At dawn, the dark shapes of seven minarets appeared against the lightening sky of the Neretva valley.
When we arrived the night before, Mostar's skyline had been occluded by darkness, but in the morning light of our first day in Bosnia-Herzegovina, the graceful beauty of the medieval fairy tale city resolved into shapes and colors that revealed not only the spires, domes, and bridges of the diverse architecture of a blended culture, but also the scars of civil war and the weight of a tragic past.
Mostar is the cultural capital of Herzegovina, most famous outside the Balkans for the graceful arc of its Old Bridge, or "Stari Most," from which Mostar derives its name.
When the Ottomans built it in 1566, the original span was the longest single bridge in the world, connecting the two halves of the city - much like Bosnia itself bridges the worlds of East and West, Islam and Christianity.
Bounded by the Dinaric Mountains and laid out along the river, the city feels compact, so we set out to explore it on foot. We crossed the deep ravine of the fast-flowing Neretva, entered the city center, and were everywhere reminded of the 18-month siege that had gripped the city 20 years before. There were bombed-out buildings standing amid new construction, fields of uncleared rubble, and every so often, a star-shaped mark on the sidewalk left by a mortar strike.
We visited a quiet mosque, toured a centuries-old inn that still entertains travelers, and came upon grassy parks that are now tombstone-filled graveyards, because during the siege, snipers would not allow the dead to be carried outside the city.
Circling back toward the river, we soon found ourselves walking on the smooth cobblestones of the pedestrian market. There, we felt transported to a Middle Eastern bazaar as we walked among the stalls selling colorful scarves, jewelry, copperware, and water pipes. And we rested in the cool shade of a leafy cafe courtyard, sitting by a gurgling fountain, drinking thick, strong, Bosnian coffee, and nibbling on sweet bites of baklava and Turkish Delight.

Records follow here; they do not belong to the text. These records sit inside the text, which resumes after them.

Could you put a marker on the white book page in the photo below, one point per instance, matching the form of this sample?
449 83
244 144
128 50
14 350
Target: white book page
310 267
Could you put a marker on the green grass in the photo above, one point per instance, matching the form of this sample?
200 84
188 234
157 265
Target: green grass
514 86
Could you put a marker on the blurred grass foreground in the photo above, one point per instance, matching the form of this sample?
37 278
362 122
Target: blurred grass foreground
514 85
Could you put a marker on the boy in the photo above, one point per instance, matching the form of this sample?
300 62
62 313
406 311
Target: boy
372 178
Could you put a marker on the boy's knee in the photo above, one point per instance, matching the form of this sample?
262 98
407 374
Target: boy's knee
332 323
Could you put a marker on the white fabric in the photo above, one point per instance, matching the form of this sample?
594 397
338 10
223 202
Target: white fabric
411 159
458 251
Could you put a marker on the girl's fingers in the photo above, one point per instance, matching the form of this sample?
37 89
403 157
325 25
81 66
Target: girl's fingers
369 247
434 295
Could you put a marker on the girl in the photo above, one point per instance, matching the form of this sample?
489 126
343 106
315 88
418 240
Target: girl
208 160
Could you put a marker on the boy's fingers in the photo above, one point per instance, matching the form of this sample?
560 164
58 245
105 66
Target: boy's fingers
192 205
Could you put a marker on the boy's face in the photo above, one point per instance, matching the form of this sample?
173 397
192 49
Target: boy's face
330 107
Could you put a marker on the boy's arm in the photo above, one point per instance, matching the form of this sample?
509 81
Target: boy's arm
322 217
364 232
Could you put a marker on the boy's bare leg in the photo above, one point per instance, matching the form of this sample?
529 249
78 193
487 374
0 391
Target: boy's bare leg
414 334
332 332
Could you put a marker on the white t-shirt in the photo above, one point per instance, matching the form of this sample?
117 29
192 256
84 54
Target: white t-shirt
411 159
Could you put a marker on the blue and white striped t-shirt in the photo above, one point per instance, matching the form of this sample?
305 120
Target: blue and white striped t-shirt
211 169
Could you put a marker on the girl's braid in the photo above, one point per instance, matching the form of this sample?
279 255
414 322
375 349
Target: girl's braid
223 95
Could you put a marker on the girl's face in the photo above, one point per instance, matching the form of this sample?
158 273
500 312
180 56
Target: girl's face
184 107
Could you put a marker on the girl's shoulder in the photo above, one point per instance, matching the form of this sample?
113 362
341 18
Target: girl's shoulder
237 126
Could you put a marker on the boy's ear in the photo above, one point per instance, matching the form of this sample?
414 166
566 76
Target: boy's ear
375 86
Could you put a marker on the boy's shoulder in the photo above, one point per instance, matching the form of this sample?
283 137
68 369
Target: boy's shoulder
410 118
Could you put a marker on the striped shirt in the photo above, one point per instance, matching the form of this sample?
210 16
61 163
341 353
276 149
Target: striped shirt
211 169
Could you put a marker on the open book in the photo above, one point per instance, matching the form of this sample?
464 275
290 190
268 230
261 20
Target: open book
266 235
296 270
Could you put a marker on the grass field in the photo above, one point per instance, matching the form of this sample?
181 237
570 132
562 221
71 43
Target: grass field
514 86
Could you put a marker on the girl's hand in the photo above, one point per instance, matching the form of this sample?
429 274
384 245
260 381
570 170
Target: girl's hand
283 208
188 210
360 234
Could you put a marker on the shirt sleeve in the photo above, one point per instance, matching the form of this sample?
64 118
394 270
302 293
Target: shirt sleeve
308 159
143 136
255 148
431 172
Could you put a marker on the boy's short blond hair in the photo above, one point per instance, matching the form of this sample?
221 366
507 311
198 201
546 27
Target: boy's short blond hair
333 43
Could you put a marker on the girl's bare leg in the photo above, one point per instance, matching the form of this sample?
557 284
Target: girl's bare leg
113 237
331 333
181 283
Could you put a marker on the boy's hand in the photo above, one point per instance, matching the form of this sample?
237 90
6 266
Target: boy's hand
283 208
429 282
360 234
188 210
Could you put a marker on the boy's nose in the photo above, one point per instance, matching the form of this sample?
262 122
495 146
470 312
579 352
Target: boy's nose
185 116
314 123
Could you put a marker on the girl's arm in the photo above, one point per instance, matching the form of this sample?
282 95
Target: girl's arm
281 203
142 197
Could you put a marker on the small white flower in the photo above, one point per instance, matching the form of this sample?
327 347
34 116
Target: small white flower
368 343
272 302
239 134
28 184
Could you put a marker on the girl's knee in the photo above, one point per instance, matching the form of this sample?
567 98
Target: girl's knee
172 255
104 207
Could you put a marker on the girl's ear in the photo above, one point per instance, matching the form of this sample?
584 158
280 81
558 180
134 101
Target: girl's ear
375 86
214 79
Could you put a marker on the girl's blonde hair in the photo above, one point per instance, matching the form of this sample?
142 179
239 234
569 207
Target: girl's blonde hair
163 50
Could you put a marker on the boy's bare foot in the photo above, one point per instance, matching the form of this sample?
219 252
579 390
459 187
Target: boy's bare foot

Watching the natives of Mostar pass outside the cafe, we reflected on the city's blend of Croats, Serbs, and Muslims, who are called "Bosniaks." The groups are indistinguishable by their appearance or dress, and locals told us only people's names reveal their ethnic identity. They shopped and mixed freely, and it was difficult to imagine a time when it was any other way.
As sunset approached, we made our way to the Old Bridge. Destroyed by shelling in 1993, it was finally repaired and restored in 2004, using many of the original stones that had fallen into the river. Now, as before, it stands almost 70 feet above the water, uniting the city. As the sun dropped behind the mountains, we noticed a sign on the bridge with a familiar message that we had seen in every Mostar neighborhood. It read simply, "Never forget."
Keith Costigan writes from Perkasie.